Is there anything better than watching a lioness tend to a litter of clumsy cubs, other than seeing a slew of spellbinding sea creatures or observing the mysterious mating rituals of birds of paradise?
The unsurprising answer, according to a new collaborative study between the BBC and the University of California Berkeley, is: not really, at least when it comes to improving your mental health.
Academic researchers and the makers of Planet Earth II have found that watching nature documentaries significantly increases our happiness levels and reduces stress and anxiety.
In the global study, researchers used facial mapping technology on 7,500 participants to track their emotions in real time as they watched short clips of various television programs, including news, dramas, and Planet Earth II.
They found that women experienced a more significant emotional shift when watching the nature documentary clips, and those between the ages of 16 and 24 showed the greatest reduction in nervousness and fatigue.
Overall, however, the majority of respondents experienced considerable boosts in positive emotions ranging from awe and joy to curiosity and amusement.
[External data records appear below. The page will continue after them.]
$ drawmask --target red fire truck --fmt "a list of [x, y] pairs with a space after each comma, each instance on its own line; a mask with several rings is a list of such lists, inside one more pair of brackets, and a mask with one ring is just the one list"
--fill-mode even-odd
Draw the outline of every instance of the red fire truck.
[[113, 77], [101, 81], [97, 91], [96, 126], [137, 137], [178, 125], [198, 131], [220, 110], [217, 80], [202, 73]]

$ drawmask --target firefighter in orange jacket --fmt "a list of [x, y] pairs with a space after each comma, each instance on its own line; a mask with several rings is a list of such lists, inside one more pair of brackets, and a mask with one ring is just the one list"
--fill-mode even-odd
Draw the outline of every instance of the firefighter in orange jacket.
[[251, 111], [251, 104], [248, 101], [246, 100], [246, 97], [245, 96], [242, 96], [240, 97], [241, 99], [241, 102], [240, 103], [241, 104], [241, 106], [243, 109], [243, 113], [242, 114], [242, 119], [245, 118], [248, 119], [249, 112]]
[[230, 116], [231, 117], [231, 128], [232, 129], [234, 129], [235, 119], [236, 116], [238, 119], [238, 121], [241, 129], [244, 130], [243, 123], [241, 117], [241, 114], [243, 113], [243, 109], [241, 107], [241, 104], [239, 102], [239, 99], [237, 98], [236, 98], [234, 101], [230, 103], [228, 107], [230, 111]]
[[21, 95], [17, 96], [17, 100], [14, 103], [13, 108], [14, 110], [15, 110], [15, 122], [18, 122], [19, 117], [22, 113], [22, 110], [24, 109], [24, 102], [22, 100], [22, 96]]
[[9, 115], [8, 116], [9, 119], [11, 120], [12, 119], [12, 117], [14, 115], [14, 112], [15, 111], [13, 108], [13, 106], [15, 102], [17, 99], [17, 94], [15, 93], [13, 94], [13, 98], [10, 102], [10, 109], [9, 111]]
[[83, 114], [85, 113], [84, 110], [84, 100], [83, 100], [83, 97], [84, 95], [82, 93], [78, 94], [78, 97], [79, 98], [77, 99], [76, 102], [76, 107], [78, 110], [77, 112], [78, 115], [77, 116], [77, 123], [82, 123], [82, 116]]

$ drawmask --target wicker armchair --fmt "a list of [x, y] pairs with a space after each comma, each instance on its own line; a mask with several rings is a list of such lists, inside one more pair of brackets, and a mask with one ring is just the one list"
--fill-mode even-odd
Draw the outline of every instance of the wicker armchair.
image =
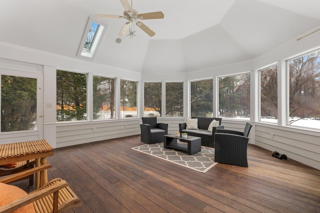
[[148, 144], [162, 142], [164, 136], [168, 133], [168, 124], [158, 123], [156, 117], [142, 117], [142, 119], [141, 141]]
[[248, 167], [248, 136], [252, 127], [247, 123], [243, 132], [217, 129], [214, 135], [214, 162]]
[[[18, 172], [23, 172], [34, 167], [36, 160], [28, 160], [28, 161], [20, 161], [16, 163], [16, 166], [14, 168], [9, 168], [3, 166], [0, 166], [0, 177], [6, 175], [12, 175]], [[28, 176], [24, 177], [22, 179], [29, 179], [29, 186], [34, 185], [34, 175], [30, 175]]]
[[[0, 183], [7, 184], [51, 167], [48, 164], [0, 178]], [[18, 188], [17, 187], [14, 187]], [[71, 208], [80, 206], [82, 202], [60, 179], [56, 179], [21, 198], [0, 207], [0, 213], [10, 213], [29, 204], [37, 213], [65, 213]]]

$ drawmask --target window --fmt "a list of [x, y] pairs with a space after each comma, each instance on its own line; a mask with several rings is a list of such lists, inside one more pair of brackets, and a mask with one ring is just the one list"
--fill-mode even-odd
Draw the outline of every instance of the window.
[[120, 80], [120, 118], [138, 117], [136, 82]]
[[92, 44], [94, 41], [94, 39], [96, 37], [100, 26], [99, 24], [94, 22], [92, 22], [91, 23], [91, 27], [89, 30], [89, 32], [88, 32], [86, 40], [84, 46], [84, 51], [87, 52], [90, 51], [91, 49], [91, 47], [92, 46]]
[[161, 116], [161, 83], [144, 83], [144, 117]]
[[1, 132], [36, 129], [36, 79], [1, 75]]
[[219, 113], [222, 118], [250, 118], [250, 74], [222, 77], [219, 80]]
[[184, 83], [166, 83], [166, 116], [184, 116]]
[[56, 70], [56, 121], [86, 119], [86, 75]]
[[288, 61], [290, 125], [320, 129], [320, 50]]
[[94, 58], [107, 28], [106, 23], [90, 17], [77, 55], [87, 59]]
[[114, 79], [94, 76], [94, 119], [114, 118]]
[[260, 121], [278, 123], [277, 66], [265, 68], [260, 72]]
[[213, 80], [190, 82], [191, 116], [213, 117]]

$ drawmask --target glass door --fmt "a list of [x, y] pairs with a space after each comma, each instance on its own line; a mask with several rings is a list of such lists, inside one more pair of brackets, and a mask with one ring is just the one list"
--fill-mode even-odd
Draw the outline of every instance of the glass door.
[[0, 69], [0, 144], [43, 139], [43, 75]]

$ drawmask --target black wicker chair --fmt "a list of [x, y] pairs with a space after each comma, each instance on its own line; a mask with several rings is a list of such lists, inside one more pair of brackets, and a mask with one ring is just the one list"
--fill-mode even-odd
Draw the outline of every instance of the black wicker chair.
[[214, 162], [248, 167], [248, 136], [252, 127], [247, 123], [243, 132], [217, 129], [214, 135]]
[[158, 123], [156, 117], [142, 117], [142, 119], [141, 141], [148, 144], [163, 142], [164, 136], [168, 134], [168, 124]]

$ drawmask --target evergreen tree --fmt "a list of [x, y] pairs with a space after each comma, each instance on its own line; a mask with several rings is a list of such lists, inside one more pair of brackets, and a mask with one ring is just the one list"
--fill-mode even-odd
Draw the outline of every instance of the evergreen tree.
[[1, 76], [1, 132], [36, 126], [36, 79]]

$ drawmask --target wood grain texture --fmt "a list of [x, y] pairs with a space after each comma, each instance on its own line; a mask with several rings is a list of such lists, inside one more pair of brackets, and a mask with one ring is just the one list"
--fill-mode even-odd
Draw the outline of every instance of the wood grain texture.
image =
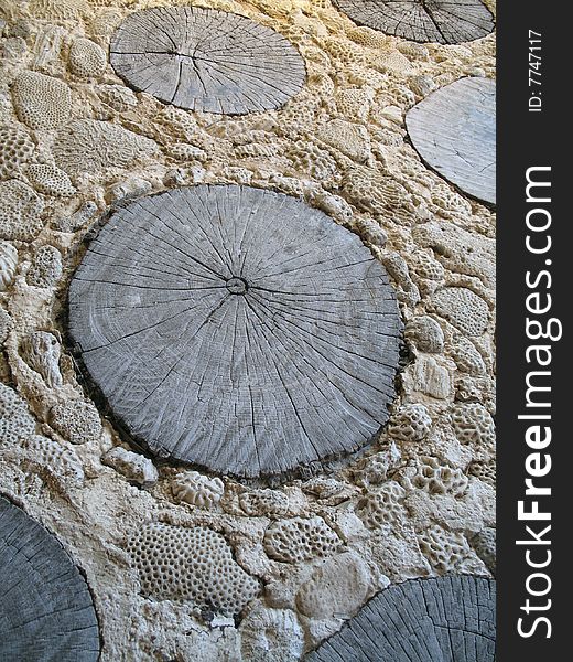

A considerable decrease in emotions like nervousness, anxiety, fear, stress and tiredness was also noted in participants.
“What excites me about this study is seeing how Planet Earth II connects with people on a deep emotional level – as a filmmaker that is very rewarding,” said executive producer Mike Gunton.
“We're always striving to bring our audiences closer to nature and it's thrilling to see how this can generate such positive emotions and have a powerful impact on our viewer's mood and wellbeing.”
Researchers also reviewed 150 scientific papers that looked at the connection between nature and human happiness. Professor Dacher Keltner concluded that our link to nature enhanced our attention, cognitive performance and sense of calm.
“The shifts in emotion as a result of watching this powerful natural history series are significant as we know that wonder and contentment are the foundations of human happiness,” Keltner said.
“If people experience feelings of awe, they are more likely to display empathetic and charitable behaviors and have been shown to be better able to handle stress.”
BBC Earth has launched a digital platform called The Real Happiness Project as a direct response to the study. On the website, you can find a range of heart-warming animal clips, and can even personalize your content with a ‘Happybot’ that curates animal clips just for you.
If anything, it’s sure to provide some relief from the constant bickering between the animals on your social media feeds.